The imbibing of alcohol as a ritual in social bonding is addressed throughout the novel. John’s refusal to accept a drink following the meeting about Lachlan’s dead sheep is a point of embarrassment for Roderick, who understands that such a refusal signifies his family’s failure to integrate themselves in the social fabric of their parish. Later, Roderick takes full advantage of the opportunity to get drunk with Archibald Ross at the summer Gathering. Even though he becomes quite drunk, he enjoys the feeling of comradery he shares with Archibald and describes that he “felt no shame in [his] condition” (101). This day of drinking turns out poorly for Roderick, yet he nevertheless describes its first half with genuine affection. When he later encounters Archibald as he is attempting to flee Culduie, he declines his friend’s invitation to drink: “I knew very well that if I entered the inn my resolve would swiftly dissipate” (117). In this sense, Roderick understands that sharing a drink of alcohol would further tie him to the community he is trying to escape.

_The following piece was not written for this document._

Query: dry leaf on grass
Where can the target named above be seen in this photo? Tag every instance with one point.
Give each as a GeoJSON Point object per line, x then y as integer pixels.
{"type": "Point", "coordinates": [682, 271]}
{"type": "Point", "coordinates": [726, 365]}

Conversely, the novel also presents several instances in which characters regard the drinking of alcohol as a negative indulgence. Roderick does so during his very first encounter with Archibald, when the two are employed as assistants to the ghillie. He recounts how the gentlemen drink heavily during the hunt, which he and the ghillie regard as exceedingly disrespectful. He is especially struck by a statement from one gentleman who raises a toast to “The hair of the dog!” (46). Roderick’s failure to recognize this idiom serves to characterize the gentlemen’s heavy drinking; the presence of alcohol an occasion Roderick believes should be treated more seriously seems as alien and sinister compared to the social drinking he admires.

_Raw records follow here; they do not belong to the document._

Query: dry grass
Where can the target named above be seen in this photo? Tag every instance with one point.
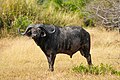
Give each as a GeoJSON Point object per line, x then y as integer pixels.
{"type": "Point", "coordinates": [21, 59]}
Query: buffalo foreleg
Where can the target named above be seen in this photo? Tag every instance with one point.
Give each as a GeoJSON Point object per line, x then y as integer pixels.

Later in the novel, Thomson uses Andrew Sinclair’s drinking of alcohol to impugn his judgment and character. In that instance, however, Thomson approaches drinking from a different social position than Roderick. Consequently, he brings up Sinclair’s eagerness to take “advantage of the hospitality” (166) in the Applecross inn as a failure to properly enforce the social and class hierarchies between educated men like themselves and the citizens of a country town like Applecross. Alcohol’s ability to facilitate social bonding is affirmed in Thomson’s descriptions of Sinclair’s behavior, but it also suggests that Sinclair is bonding with the wrong sorts of people.